Neurodegener Dis. 2010;7(1-3):56-9. doi: 10.1159/000283484. Epub 2010 Feb 13.
Alzheimer's disease (AD) is the most prevalent form of dementia predominantly affecting the elderly. It is believed that soluble amyloid-beta (Abeta) oligomers are involved in the pathogenesis of AD, yet the underlying mechanisms remain elusive.
Emerging evidence suggests that mitochondrial dysfunction likely plays a critical role in Abeta-induced neuronal degeneration. Previously, we demonstrated that Abeta-derived diffusible ligands (ADDLs) induce reduced mitochondrial density in neurites, and we suspect that an impaired mitochondrial trafficking might be involved, which is tested in this study.
Using live cell imaging, anterograde and retrograde transport of mitochondria in primary hippocampal neurons treated with sub-lethal doses of ADDLs was measured.
We found that ADDLs induced significant impairment in both anterograde and retrograde transport of mitochondria along axons.
These results suggest that an impaired mitochondrial transport likely contributes to ADDL-induced abnormal mitochondrial distribution and dysfunction and also reinforce the idea that axonal transport is likely involved in AD pathogenesis.
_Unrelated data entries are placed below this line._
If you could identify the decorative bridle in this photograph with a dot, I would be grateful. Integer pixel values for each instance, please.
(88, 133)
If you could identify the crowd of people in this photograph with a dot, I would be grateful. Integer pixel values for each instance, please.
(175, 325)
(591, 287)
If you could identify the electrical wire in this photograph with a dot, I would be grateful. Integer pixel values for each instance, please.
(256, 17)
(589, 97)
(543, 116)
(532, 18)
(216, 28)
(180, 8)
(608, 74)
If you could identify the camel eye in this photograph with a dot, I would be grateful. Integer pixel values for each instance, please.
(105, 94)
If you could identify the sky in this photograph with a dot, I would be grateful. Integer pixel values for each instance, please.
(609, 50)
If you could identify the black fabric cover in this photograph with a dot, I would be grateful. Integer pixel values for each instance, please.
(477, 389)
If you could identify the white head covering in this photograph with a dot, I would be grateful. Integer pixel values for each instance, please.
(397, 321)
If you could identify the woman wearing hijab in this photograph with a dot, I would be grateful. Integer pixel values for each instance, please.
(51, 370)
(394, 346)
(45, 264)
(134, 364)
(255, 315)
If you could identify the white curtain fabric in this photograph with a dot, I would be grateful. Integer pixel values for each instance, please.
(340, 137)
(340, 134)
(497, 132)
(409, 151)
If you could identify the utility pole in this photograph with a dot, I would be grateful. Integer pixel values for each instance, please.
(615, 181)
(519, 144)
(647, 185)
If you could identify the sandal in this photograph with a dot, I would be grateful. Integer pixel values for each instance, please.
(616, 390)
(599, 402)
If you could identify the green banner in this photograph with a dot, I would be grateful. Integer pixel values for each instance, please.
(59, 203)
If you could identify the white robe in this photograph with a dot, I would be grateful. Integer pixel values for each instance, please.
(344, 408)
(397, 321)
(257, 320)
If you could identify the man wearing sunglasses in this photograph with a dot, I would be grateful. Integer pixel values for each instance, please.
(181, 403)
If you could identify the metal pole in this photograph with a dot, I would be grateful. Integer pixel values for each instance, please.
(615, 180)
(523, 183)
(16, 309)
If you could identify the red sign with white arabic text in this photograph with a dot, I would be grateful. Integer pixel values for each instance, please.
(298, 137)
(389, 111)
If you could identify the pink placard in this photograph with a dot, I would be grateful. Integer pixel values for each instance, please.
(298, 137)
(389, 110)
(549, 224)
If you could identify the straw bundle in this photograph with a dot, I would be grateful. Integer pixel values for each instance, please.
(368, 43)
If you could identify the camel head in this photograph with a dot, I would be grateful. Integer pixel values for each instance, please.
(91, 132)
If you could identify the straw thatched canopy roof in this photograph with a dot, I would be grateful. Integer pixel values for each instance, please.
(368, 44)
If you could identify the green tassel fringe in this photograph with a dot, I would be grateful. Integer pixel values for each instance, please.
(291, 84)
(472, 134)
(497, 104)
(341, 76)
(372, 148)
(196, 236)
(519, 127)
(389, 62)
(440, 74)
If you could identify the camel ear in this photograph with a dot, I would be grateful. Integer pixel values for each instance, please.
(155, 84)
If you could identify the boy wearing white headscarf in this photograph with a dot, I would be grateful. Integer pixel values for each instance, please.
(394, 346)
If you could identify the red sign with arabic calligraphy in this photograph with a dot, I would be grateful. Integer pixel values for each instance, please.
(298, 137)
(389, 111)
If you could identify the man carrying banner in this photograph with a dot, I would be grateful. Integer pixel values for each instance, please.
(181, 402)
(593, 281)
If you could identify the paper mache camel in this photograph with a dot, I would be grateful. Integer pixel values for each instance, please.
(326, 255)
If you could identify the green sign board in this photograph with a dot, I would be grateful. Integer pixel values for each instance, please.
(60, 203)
阿尔茨海默病(AD)是最常见的痴呆症形式,主要影响老年人。据信可溶性淀粉样蛋白-β(Abeta)寡聚物参与 AD 的发病机制,但潜在机制仍不清楚。
新出现的证据表明,线粒体功能障碍可能在 Abeta 诱导的神经元变性中起关键作用。之前,我们证明 Abeta 衍生的可扩散配体(ADDLs)在神经突中诱导线粒体密度降低,我们怀疑可能涉及受损的线粒体运输,本研究对此进行了测试。
使用活细胞成像技术,测量用亚致死剂量的 ADDLs 处理的原代海马神经元中线粒体的顺行和逆行运输。
我们发现 ADDLs 诱导了沿着轴突的线粒体顺行和逆行运输的显著损伤。
这些结果表明,受损的线粒体运输可能导致 ADDL 诱导的异常线粒体分布和功能障碍,并进一步强化了轴突运输可能参与 AD 发病机制的观点。